Rich. Decadent. Bursting with flavor. And so easy!
Use as a main meal with a side of salad and broccoli. Or use as a side with beef or chicken. Either way, this recipe is a win-win. It's even good, cold!
Because it's under pressure, cut the veggies a bit larger than you would normally. I have found the saute mode on the Instant Pot to be a bit on the hot side. To brown the sausage, keep it moving so it does not scorch. Sometimes I simply lift the liner out for a bit so it does not get too hot.
- 1 pound bulk Italian sausage (I use medium, not sweet)
- 1 cup green pepper, chopped (not diced)
- 1 cup yellow onion, chopped (not diced)
- 2 medium cloves garlic, smashed and chopped
- 1, 8-ounce package sliced white mushrooms
- 1, 2.25-ounce can sliced black olives, drained and rinsed
- 1, 10-ounce can Rotel Fire-Roasted Diced Tomatoes with Chilies
- 1, 14.5 can reduced sodium chicken broth
- 1, 16-ounce brick Velveeta Original Cheese
- 1.5 cups raw, long grained rice (I use Uncle Ben's Converted Rice)

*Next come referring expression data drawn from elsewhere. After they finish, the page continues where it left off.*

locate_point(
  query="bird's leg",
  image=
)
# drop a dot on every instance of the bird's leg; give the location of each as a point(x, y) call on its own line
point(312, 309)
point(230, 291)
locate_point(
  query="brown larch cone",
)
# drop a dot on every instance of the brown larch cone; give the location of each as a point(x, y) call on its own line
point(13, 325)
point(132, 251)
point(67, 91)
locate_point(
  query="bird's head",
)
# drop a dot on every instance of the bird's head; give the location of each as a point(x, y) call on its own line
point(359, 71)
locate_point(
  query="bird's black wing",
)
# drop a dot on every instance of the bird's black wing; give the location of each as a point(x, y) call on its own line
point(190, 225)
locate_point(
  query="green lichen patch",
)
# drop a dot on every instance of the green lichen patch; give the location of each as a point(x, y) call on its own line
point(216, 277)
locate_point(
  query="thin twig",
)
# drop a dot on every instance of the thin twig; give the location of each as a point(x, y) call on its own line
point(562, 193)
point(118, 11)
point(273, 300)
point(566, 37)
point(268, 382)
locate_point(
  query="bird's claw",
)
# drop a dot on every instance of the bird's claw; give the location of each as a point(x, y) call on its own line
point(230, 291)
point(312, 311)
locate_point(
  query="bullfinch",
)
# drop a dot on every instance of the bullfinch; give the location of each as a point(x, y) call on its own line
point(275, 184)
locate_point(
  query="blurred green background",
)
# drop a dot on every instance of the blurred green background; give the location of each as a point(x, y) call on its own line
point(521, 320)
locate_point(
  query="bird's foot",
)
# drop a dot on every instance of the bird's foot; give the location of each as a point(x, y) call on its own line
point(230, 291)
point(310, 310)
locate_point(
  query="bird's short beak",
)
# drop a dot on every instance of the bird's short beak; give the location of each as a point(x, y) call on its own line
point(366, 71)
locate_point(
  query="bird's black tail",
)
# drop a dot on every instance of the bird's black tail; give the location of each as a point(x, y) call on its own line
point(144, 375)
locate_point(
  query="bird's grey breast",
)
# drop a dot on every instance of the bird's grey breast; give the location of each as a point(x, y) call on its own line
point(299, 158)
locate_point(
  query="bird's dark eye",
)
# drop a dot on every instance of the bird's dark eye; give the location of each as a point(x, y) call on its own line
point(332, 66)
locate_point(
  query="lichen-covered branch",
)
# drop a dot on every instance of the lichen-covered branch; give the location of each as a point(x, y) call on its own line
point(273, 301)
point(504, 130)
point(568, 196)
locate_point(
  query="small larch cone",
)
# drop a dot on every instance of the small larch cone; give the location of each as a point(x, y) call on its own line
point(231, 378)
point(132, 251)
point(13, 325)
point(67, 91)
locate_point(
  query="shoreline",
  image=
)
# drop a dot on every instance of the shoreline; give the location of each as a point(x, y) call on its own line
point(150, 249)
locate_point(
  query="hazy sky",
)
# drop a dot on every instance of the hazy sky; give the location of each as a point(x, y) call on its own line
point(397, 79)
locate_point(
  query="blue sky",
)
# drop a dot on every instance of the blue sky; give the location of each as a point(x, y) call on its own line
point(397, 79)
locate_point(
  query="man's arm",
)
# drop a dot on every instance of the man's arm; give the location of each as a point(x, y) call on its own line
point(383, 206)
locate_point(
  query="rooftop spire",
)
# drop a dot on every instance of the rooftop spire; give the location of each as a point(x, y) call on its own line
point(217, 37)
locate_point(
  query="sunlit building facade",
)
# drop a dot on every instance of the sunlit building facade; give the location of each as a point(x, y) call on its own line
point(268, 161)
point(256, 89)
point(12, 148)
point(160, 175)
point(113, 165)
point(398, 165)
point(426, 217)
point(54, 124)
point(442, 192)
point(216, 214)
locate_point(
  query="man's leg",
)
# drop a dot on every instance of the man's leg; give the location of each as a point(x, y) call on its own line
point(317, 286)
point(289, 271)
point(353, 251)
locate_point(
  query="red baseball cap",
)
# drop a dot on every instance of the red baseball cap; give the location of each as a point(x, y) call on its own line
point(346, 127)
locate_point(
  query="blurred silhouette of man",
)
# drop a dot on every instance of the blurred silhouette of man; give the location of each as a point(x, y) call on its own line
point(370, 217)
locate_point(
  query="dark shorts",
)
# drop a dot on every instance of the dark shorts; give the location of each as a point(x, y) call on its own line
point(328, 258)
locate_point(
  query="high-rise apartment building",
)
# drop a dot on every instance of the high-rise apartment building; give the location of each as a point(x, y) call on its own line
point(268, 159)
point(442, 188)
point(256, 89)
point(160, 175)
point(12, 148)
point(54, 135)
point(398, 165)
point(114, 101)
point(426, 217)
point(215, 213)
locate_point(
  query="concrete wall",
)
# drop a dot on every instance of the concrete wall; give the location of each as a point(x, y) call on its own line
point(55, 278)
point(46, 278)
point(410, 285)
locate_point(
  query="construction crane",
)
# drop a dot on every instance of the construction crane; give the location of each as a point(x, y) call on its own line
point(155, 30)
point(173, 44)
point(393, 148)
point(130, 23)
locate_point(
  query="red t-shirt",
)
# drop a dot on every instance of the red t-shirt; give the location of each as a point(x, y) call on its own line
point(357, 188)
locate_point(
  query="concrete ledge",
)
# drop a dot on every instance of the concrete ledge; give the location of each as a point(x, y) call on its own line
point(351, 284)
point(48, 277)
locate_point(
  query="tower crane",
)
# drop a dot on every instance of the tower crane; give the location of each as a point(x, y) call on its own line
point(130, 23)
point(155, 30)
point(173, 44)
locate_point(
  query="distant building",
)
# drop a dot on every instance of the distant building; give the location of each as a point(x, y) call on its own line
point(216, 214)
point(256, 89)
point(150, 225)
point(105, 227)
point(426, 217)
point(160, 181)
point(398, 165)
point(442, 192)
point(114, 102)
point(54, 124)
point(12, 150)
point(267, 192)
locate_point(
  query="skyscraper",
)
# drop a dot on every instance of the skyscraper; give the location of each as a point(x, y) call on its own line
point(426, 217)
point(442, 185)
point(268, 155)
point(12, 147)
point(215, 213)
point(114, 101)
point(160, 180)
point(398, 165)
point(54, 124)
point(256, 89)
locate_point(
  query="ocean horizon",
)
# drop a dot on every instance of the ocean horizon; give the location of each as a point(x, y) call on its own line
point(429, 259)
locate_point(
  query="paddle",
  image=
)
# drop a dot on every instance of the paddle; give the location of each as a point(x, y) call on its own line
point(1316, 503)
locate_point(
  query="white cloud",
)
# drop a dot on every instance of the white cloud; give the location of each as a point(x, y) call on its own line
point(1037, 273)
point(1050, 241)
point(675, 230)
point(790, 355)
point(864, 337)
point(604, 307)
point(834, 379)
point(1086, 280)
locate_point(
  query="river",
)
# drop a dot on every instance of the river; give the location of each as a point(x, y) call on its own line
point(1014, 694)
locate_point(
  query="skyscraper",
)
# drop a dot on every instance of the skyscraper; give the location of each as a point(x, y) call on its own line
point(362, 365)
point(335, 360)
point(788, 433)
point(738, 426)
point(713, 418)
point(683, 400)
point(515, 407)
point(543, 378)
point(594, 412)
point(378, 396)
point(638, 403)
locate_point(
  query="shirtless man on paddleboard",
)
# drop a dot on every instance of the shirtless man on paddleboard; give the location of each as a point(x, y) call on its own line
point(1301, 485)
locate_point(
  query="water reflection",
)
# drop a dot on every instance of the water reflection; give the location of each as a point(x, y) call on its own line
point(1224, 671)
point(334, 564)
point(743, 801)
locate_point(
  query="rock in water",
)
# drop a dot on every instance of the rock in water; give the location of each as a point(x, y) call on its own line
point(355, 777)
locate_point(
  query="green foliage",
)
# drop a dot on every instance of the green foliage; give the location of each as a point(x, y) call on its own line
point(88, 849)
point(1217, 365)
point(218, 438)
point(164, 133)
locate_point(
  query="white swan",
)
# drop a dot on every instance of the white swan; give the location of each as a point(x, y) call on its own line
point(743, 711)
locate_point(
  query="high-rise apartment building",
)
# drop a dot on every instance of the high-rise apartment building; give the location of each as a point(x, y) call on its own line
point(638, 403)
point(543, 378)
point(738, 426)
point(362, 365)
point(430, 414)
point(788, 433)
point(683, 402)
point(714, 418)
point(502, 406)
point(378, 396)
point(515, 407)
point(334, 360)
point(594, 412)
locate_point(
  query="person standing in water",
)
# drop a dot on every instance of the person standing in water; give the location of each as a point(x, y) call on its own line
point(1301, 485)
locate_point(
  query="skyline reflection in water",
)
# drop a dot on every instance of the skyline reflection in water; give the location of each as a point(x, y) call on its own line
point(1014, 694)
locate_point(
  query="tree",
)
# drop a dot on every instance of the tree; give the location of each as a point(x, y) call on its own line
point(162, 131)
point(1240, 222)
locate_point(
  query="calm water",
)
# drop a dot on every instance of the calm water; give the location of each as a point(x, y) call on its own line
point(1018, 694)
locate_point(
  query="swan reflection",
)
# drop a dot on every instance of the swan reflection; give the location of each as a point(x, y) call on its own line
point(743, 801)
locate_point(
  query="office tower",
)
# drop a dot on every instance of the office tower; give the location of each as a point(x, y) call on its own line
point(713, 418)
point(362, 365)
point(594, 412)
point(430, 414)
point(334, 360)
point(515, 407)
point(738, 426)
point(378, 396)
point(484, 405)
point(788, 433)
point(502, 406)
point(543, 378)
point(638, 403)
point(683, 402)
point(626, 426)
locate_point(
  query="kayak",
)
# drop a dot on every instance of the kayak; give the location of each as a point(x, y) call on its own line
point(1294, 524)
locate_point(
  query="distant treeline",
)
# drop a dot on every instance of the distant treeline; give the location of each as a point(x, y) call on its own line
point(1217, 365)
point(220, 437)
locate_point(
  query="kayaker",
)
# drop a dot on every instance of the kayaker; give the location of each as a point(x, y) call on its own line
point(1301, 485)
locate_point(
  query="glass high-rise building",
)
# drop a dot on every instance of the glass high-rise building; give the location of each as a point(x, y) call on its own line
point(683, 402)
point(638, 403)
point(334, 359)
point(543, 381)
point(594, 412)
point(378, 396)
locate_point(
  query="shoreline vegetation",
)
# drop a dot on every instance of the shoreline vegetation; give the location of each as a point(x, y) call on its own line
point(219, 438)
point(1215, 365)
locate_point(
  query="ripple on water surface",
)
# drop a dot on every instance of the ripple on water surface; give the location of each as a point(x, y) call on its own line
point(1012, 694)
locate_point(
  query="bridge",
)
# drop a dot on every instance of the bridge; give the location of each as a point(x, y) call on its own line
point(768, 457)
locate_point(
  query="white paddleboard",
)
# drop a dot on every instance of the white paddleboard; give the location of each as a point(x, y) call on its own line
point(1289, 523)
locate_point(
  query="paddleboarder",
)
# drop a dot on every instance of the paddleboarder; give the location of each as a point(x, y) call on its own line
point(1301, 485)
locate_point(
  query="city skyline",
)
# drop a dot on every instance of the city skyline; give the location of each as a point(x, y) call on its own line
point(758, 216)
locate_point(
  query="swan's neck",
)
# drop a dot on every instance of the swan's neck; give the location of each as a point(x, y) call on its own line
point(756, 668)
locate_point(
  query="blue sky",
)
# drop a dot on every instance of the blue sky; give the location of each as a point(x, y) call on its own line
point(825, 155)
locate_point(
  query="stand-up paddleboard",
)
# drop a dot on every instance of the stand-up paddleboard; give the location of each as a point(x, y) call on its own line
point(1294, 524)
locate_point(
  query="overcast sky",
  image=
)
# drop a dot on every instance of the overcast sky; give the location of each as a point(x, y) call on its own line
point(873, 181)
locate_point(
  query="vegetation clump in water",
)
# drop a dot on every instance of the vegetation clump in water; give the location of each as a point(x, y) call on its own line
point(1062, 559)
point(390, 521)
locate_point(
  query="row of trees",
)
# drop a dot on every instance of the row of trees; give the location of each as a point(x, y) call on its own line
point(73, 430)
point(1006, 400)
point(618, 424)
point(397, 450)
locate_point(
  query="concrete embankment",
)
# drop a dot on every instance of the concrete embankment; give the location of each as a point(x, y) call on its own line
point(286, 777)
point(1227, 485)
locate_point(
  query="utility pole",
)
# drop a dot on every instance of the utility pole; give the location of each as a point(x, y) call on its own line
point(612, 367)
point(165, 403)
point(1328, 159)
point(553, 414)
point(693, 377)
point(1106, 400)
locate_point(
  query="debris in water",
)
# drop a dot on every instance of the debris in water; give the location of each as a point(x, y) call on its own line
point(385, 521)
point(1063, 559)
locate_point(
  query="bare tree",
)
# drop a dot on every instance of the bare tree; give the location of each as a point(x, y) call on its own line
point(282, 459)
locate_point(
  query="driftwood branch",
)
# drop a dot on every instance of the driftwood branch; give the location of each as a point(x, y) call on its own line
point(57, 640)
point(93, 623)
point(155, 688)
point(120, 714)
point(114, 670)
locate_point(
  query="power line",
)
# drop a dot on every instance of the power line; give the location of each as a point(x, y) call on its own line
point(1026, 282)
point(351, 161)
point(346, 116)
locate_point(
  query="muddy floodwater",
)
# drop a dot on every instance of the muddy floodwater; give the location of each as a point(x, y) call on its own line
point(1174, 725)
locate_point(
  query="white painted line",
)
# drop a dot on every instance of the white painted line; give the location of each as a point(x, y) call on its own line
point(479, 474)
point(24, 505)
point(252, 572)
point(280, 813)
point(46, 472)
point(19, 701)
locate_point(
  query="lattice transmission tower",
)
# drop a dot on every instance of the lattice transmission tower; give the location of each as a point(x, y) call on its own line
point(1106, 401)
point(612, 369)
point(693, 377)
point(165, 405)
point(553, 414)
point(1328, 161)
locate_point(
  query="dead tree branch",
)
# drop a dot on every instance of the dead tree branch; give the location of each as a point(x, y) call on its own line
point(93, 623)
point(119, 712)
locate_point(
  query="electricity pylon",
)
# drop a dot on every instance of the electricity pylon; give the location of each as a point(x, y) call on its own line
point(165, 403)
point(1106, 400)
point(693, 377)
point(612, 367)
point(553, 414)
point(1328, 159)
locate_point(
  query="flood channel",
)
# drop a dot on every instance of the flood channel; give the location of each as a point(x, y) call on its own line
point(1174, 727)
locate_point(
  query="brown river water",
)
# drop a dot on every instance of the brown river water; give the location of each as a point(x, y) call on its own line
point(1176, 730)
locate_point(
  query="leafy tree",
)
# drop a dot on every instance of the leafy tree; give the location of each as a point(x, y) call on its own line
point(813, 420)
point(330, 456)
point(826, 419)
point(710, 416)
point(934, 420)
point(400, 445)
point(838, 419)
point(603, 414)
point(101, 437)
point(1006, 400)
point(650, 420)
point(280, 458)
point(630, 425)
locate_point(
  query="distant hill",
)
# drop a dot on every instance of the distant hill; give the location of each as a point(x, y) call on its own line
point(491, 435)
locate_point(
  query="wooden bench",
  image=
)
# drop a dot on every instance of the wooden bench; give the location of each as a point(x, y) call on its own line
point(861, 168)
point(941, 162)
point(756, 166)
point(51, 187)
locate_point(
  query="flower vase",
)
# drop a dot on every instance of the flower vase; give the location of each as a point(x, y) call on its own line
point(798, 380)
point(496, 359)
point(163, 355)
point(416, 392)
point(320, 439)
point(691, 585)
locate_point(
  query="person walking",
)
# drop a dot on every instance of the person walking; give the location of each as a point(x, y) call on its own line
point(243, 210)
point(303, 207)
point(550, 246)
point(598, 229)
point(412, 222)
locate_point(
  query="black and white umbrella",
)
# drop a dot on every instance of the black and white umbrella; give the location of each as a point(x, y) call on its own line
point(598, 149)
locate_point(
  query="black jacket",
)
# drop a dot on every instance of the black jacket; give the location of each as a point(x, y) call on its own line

- 1/2 teaspoon smoked paprika
- Salt and Pepper to taste
Place Instant Pot on saute mode. Add a bit of butter and olive and saute green pepper, yellow onion and mushrooms just until they begin to turn a bit soft. Add a bit of salt and pepper. Last, add garlic and cook for about 30 seconds. Remove mixture to a plate.
Add a bit of olive oil to the IP and add sausage. Cook until no longer pink and it is crumbly. Keep the sausage moving so it does not scorch. Add the rice and stir for about one minute. If mixture is too dry, add a bit more olive oil.
Add the vegetable mixture. Stir. Add the chicken broth, Rotel tomatoes and smoked paprika. Stir. Taste for seasonings. Mix in the black olives. Allow to come to a simmer.
Shut off saute mode. Lock lid into place. Put vent on sealing. Cook on high pressure for five minutes.
When finished, allow to sit in pot for about ten minutes.
Vent the pot. Remove lid. Begin adding chunks of Velveeta stirring as you go until it melts. I use the entire brick, but you don't have to.